🤐 SPOILER ALERT 🤐
P4L –– Pogues for Life –– isn’t just a motto in Outer Banks. It’s a commitment.
In the Season 2 finale, Cleo (Carlacia Grant) jumps off the Coastal Venture ship and dives straight into uncharted waters — in more ways than one. When she finds herself stranded on Poguelandia with Pope (Jonathan Daviss), John B (Chase Stokes), Sarah (Madelyn Cline), JJ (Rudy Pankow) and Kiara (Madison Bailey), little does she know that she’s gaining the one thing she never really had: a family. “She hasn’t been able to trust for so long,” Grant tells Tudum. “So now her Achilles’ heel is trusting these people.”




Like Cleo, it didn’t take long for Grant — known affectionately as “Lacey” to the show’s cast and crew — to be fully initiated into the tight-knit group. “From her second day on set, Lacey was so embraced,” Outer Banks co-creator and executive producer Jonas Pate tells Tudum. “All the young cast had been together [for so long] and they were fast friends, so I thought, ‘Man, this might be hard for a new person to come in and immediately just hit the ground running.’ But she really did. It’s almost like she’s been there from the beginning, really.”

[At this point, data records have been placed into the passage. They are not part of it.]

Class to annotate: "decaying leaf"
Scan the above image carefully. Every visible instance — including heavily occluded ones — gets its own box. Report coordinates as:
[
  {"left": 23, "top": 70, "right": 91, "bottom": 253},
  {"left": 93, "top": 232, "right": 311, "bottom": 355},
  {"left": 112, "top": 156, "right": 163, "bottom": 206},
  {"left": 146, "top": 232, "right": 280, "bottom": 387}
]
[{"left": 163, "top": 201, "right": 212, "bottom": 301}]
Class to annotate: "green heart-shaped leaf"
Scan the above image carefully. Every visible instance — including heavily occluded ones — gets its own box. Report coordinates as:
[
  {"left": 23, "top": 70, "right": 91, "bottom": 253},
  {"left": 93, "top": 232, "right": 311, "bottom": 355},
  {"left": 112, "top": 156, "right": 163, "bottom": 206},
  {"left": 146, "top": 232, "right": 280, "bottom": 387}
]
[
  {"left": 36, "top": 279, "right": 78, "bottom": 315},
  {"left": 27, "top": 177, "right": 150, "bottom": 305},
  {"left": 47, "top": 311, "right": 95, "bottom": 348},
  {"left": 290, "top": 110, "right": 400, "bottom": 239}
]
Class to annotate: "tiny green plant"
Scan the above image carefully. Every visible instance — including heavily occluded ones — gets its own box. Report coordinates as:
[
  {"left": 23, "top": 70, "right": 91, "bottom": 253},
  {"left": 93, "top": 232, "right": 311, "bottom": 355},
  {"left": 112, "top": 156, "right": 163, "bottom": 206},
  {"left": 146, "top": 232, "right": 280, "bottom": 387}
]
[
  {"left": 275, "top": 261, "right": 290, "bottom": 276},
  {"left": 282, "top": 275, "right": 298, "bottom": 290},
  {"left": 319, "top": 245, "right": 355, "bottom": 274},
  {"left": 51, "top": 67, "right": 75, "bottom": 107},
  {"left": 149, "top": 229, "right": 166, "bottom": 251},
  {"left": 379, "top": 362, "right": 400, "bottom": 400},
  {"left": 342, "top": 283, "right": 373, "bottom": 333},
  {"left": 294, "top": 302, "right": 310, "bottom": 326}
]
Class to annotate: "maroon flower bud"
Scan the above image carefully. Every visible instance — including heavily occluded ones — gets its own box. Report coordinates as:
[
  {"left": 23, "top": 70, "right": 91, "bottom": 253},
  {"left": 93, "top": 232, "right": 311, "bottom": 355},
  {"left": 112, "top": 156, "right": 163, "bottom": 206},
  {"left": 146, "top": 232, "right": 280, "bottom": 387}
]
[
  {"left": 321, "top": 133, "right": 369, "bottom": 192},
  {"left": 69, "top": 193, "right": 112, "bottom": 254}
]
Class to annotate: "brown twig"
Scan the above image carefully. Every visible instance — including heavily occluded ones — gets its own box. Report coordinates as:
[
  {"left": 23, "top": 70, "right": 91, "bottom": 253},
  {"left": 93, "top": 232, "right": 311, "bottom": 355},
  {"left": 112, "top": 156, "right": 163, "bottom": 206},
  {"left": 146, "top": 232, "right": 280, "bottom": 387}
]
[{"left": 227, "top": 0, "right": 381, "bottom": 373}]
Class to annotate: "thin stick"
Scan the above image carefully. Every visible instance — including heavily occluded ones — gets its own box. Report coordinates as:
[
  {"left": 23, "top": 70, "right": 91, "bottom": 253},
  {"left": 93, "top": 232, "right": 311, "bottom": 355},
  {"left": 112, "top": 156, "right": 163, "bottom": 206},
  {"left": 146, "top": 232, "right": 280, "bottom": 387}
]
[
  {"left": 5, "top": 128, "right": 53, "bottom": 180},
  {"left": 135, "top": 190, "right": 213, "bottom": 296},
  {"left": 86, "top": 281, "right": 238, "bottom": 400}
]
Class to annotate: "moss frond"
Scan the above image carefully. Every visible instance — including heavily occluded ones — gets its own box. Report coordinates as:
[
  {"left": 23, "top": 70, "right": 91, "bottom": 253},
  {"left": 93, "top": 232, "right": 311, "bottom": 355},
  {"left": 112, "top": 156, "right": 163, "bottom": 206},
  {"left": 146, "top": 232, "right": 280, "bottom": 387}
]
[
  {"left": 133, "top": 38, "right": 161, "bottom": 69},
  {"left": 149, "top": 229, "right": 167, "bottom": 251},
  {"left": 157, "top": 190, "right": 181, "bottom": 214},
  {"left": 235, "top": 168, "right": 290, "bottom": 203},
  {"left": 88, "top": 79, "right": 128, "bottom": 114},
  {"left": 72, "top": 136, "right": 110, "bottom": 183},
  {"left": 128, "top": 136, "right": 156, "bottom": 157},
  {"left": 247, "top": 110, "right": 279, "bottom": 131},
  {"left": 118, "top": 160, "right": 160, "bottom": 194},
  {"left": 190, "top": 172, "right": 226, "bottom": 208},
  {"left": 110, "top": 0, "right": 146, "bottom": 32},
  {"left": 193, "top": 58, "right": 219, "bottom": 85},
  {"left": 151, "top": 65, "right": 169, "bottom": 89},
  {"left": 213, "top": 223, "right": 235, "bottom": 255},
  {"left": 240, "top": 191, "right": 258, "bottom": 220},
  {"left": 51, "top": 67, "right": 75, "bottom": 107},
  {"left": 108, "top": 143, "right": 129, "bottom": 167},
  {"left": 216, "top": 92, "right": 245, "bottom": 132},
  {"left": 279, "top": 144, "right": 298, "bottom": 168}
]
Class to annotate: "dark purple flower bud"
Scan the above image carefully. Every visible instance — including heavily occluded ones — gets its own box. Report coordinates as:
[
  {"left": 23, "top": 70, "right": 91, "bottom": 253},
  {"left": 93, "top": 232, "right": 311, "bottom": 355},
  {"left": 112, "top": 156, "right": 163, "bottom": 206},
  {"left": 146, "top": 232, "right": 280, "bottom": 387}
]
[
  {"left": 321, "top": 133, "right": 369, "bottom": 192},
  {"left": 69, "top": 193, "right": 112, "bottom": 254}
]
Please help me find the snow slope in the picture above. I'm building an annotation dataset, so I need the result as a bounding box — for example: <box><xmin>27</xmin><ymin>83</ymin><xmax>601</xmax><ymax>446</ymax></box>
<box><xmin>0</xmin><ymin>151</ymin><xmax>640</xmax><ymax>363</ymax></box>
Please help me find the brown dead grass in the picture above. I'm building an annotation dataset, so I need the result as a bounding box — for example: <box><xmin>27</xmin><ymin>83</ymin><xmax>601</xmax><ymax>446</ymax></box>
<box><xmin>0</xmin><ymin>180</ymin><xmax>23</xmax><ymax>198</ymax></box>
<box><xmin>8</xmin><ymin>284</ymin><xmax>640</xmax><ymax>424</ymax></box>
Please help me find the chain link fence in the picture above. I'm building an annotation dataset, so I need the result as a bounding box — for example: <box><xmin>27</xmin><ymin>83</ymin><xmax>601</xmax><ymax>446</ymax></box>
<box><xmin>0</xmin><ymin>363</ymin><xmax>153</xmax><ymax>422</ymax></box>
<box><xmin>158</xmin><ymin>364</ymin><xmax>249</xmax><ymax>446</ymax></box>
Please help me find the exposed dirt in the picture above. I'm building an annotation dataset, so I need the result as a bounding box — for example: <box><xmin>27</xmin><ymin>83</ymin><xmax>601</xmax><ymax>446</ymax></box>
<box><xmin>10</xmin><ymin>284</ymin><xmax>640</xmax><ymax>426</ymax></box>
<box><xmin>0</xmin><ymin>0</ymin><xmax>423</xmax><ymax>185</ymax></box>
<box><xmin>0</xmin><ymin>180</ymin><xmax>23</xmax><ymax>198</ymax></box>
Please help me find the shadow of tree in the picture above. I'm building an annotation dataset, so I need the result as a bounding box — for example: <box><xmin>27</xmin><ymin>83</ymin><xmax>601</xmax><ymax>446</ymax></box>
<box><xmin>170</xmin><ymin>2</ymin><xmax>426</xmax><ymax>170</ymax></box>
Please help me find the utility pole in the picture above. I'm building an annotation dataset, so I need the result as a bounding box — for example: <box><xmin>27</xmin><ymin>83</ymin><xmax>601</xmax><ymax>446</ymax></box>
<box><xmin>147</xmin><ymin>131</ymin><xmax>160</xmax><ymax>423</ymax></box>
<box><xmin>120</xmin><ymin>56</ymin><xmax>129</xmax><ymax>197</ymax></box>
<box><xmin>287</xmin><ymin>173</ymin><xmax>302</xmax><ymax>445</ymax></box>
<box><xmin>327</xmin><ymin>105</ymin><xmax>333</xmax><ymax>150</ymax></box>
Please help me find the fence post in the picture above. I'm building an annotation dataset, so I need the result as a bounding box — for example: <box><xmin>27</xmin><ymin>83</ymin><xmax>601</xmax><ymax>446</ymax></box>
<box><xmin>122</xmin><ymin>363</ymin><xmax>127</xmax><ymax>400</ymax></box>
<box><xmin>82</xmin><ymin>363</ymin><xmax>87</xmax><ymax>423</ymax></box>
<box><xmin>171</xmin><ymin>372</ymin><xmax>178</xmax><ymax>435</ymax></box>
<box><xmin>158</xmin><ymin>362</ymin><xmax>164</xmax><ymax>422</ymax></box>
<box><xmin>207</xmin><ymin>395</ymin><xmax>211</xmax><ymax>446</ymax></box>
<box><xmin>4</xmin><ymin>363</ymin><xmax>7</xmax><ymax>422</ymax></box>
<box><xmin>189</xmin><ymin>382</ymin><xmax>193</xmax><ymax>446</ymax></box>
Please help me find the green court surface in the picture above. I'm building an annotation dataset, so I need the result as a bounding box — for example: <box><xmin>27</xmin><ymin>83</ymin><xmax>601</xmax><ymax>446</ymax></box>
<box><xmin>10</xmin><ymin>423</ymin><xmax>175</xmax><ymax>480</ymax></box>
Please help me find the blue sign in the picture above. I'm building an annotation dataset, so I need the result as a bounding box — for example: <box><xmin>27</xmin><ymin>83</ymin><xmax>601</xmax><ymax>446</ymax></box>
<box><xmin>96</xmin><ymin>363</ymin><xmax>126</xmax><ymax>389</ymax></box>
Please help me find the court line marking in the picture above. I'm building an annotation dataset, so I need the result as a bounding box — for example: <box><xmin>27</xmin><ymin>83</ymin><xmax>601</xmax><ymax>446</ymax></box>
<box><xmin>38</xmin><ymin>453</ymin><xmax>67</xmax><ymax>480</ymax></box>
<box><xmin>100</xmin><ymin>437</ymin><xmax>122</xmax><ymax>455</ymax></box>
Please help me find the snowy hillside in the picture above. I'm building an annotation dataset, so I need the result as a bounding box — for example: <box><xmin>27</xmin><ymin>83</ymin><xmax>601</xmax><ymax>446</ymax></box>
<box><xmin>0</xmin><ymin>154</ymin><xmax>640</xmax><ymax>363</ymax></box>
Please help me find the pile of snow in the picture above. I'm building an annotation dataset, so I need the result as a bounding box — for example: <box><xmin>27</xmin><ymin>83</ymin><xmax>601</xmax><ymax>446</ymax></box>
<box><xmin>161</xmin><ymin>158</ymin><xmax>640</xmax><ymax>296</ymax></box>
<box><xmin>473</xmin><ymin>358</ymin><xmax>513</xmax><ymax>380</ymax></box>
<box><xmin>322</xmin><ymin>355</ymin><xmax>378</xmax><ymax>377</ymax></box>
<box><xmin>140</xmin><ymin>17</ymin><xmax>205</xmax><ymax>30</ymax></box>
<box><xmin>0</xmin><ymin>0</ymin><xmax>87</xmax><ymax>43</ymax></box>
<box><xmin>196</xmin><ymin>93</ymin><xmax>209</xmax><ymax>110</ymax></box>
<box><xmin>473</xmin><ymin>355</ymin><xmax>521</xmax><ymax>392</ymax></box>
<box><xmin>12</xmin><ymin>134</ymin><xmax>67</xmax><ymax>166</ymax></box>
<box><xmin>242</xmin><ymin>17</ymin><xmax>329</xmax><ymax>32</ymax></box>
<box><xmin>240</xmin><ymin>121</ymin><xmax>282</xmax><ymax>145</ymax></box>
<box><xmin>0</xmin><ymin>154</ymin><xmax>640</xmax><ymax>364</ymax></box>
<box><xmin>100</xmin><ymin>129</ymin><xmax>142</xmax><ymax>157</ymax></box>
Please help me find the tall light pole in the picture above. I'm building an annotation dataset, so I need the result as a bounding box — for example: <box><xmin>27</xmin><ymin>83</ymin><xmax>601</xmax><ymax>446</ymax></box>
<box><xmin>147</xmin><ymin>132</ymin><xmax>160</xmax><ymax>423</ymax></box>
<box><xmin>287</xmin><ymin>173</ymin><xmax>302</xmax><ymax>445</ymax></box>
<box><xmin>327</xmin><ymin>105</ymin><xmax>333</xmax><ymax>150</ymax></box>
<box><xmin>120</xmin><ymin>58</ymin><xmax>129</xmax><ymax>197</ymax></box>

But it was actually Season 2 when we met Cleo, a native of the Caribbean, for the first time, when she tentatively allies with John B and Sarah, who are on the run in Nassau, the Bahamas. When Cleo meets the adrift couple, she and her shipmates Terrance (Terence Rosemore) and Stubbs (Jontavious Johnson) see John B and Sarah’s connection to the Royal Merchant gold as a lucrative deal. But Cleo comes to trust and protect the Pogues when she sees that they’re pure of heart, and she chooses to go rogue and leave her crew behind to ensure John B and Sarah’s escape back to the Outer Banks.
On the show, we don’t know a ton about Cleo’s background — other than she was living on the street, parentless, until Terrance showed up and employed her on his ship — so, as well as crafting an island accent, Grant did a lot of her own “homework” to formulate a backstory for her character. She asked the creators what they envisioned as Cleo’s path and scoured the Internet, “just really tapping into what it’s like to grow up as an orphan and the types of feelings and abandonment issues that come with that.”
It’s those feelings of neglect that fuel Cleo’s bond with Pope Heyward in Season 3. Although she and “Pipe,” as she calls him, have a rocky start, they grow on each other after surviving Poguelandia together at the start of the season and sharing their experiences of heartbreak.

“Pope has his own abandonment issue where he gave everything he had to a person he was really close to, and she just didn’t feel the same way,” Daviss tells Tudum of his failed romance with Kiara in Season 2. “It sucks that Pope kind of got strung along for as long as he did. I felt bad about that.”
Adding salt to his rejection wound is the fact that he now has to watch Kiara grow close to his best friend, JJ. This leads him and Cleo — who’s also seen her share of heartbreak — to form the “No Love Club” to protect themselves. “He takes it really seriously at first,” says Daviss. “He’s like, ‘I just don’t want to feel bad anymore, and I want to move on and feel better about myself.’ ”

But, as it turns out, Cleo is there for Pope in a much more significant way. When Rafe (Drew Starkey) melts down his family inheritance, the Cross of Santo Domingo, Pope hits rock bottom and even considers killing Rafe. It’s Cleo who brings him back from the brink and makes him realize killing Rafe won’t be worth it.
“Everything in the world just says, ‘Fuck you,’ you know what I’m saying?,” says Daviss. “Everything he was working for is gone, so now he has to try to find a way to stay motivated to even keep going. And Cleo does that for him.”
It’s not long before that support system develops into a romance and Cleo has to face her “bravest fight yet — to accept love because she’s been deprived of it for so long,” says Grant. When she quits the “No Love Club” and kisses Pope in the finale, she feels like all the trust they’ve built from the ground up is worth the risk of heartbreak for the first time in a long time. “She’s letting Pope in in a way that she doesn’t let anyone in.”

Adds Daviss, “Just bringing that mentality to Pope gave him a lot of optimism that he probably never had. That’s a beautiful thing for him, and I’m excited to see how that relationship continues.”
And things are looking bright for the couple’s future. By the time we jump 18 months ahead in the finale, they’re clasping hands at the El Dorado ceremony, heavily implying that they’re still together.
But Grant herself is curious about what went down during that 18-month gap. “I feel like Cleo bought a boat and is just living on the boat, catching fish,” she says. “She’s back to island life. Cleo might even be considering going back to the Caribbean. There are a lot of things that are left to explore for future seasons.”
Like whatever happened to her old crew, Terrance and Stubbs? “I don’t want to give too much away, but I envision a huge fight scene [with] Terrance coming up behind her and just being like, ‘You sold out.’”
Season 3 of Outer Banks is now streaming.